Du nickel, encore et encore...

KNS pour Koniambo Nickel SAS. Cette usine se situera dans le Nord du territoire, dont le développement a toujours été problématique. Sans préjuger de sa nécessité pour " rééquilibrer le pays " cette histoire commence mal : afin de permettre l'accès des minéraliers aux portes de l'usine, ils n'ont rien trouvé de mieux que de faire sauter un platier corallien sur des km... Alors que tous les français ont vu notre ministre de l'environnement plonger en caleçon à Bali pour replanter un minuscule bout de corail, il ferait mieux de venir ici pour empêcher le massacre. Des solutions alternatives existent mais bien sur elles coûtent un peu plus cher...

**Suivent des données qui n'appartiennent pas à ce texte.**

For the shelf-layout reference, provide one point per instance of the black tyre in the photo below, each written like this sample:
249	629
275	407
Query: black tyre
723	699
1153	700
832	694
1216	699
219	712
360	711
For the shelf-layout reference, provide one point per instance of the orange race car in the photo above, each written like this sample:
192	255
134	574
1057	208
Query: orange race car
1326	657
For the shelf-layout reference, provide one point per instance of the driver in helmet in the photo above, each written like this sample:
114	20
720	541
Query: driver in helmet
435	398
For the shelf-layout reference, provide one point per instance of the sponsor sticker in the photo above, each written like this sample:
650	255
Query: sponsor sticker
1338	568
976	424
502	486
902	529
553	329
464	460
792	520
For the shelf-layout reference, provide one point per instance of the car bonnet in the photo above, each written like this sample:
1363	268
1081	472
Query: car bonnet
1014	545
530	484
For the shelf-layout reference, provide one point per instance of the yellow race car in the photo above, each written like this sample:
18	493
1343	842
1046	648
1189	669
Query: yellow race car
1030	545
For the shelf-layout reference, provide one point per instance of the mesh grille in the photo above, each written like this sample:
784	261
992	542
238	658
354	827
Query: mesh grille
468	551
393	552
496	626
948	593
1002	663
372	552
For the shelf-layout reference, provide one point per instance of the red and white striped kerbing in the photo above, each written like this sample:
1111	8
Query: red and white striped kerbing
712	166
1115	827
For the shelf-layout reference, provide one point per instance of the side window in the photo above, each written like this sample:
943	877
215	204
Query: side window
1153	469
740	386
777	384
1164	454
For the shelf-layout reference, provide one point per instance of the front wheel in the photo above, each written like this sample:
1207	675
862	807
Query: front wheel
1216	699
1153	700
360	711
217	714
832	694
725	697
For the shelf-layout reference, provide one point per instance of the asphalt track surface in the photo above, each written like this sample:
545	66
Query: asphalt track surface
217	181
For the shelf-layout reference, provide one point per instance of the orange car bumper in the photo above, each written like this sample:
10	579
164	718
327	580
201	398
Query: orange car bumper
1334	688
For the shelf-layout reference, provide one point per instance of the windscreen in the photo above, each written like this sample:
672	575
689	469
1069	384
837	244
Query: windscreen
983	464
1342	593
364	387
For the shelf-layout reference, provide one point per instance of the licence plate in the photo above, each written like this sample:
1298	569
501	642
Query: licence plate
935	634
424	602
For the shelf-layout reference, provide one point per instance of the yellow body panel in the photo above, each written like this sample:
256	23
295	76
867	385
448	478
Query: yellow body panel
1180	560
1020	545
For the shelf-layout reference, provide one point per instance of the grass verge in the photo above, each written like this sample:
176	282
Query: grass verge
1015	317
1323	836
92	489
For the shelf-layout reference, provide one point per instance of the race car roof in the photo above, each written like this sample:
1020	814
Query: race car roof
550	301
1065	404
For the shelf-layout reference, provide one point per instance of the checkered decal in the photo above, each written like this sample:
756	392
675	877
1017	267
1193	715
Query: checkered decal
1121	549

Un article de Catherine Coumans...

Xstrata est de plus en plus critiquée pour son projet Koniambo en Nouvelle-Calédonie

Catherine Coumans, Ph.D. , MiningWatch Canada

Lundi 21 janvier 2008 - 13 h 57

Xstrata dirige un nouveau projet : une mine de nickel rachetée à Falconbridge et située dans le Nord de la Nouvelle-Calédonie. De plus en plus cependant, la société fait l'objet d'une surveillance étroite et de nombreuses critiques. Quand ce projet sera achevé la mine sera une des plus grandes mines de nickel au monde. Le territoire, appelé Nouvelle-Calédonie par les Français, est appelé Kanaky par les autochtones, les Kanak. Le pays est connu dans le monde entier pour son très grand nombre d'espèces endémiques (que l'on ne trouve nulle part ailleurs sur Terre) et sa gigantesque barrière de corail, la plus grande au monde, où vivent justement beaucoup de ces espèces uniques.
Depuis longtemps, le projet Koniambo a reçu l'appui de la population Kanak, car Falconbridge offrait au gouvernement provincial du Nord, dirigé par des Kanaks, un intérêt de 51 % dans la mine. Toutefois, les Kanaks ont fait savoir qu'ils ne veulent pas de la mine à n'importe quel prix, et qu'à leurs yeux, le respect de l'environnement et la transparence des opérations constituent une priorité incontournable.
Actuellement toutefois, Xstrata transgresse ces deux principes.
La mine ne peut progresser sans infrastructures portuaires importantes. Pour construire un port, la société devra éventrer la barrière de corail, et anihiler des coraux qui ont mis des décennies à se former ; des espèces rares seront peut-être en danger. L'énorme opération de dragage déplacera 9 millions de m3 de sédiments dans le lagon. Les normes internationales optimales exigent qu'un projet de cette envergure exerçant un pareil impact sur l'environnement, recoure à une analyse préalable des données de base sur l'environnement qui sera touché, afin de permettre la surveillance des répercussions et d'atténuer les risques écologiques.
La première erreur qu'a commise Koniambo Nickel SAS (KNS), filiale de Xstrata, a été de permettre à KBR, entreprise internationale d'ingénierie et de construction, qui creusera le canal, de se charger en même temps de la surveillance écologique du récif corallien : il s'agit évidemment d'un conflit d'intérêt, dont les effets peuvent s'avérer dévastateurs pour la barrière de corail.Selon les spécialistes indépendants qui ont étudié les stations de mesure établies par KBR sur le fond océanique, une seule des quatorze stations de mesure a été installée d'une façon respectant le cahier des charges du projet Koniambo. En outre, les spécialistes notent que la façon dont KBR a monté les stations provoquait elle-même des dégâts inutiles et inadmissibles à l'environnement océanique. Toutes les stations, sauf une, exercent des effets néfastes sur les coraux et les organismes marins. En fait, de nombreux dispositifs de surveillance sont concrètement ancrés dans des colonies de corail vivant, alors qu'ils auraient dû être ancrés sur un substrat non vivant. En plus des dégâts déjà occasionnés au placement anarchique des stations de mesure, l'emplacement non-conforme des stations signifie qu'il n'existe apparemment aucune information de référence concernant cette importante opération de dragage. Un rapport signé par dix-sept organismes écologiques basés en Nouvelle-Calédonie, appuie cette conclusion.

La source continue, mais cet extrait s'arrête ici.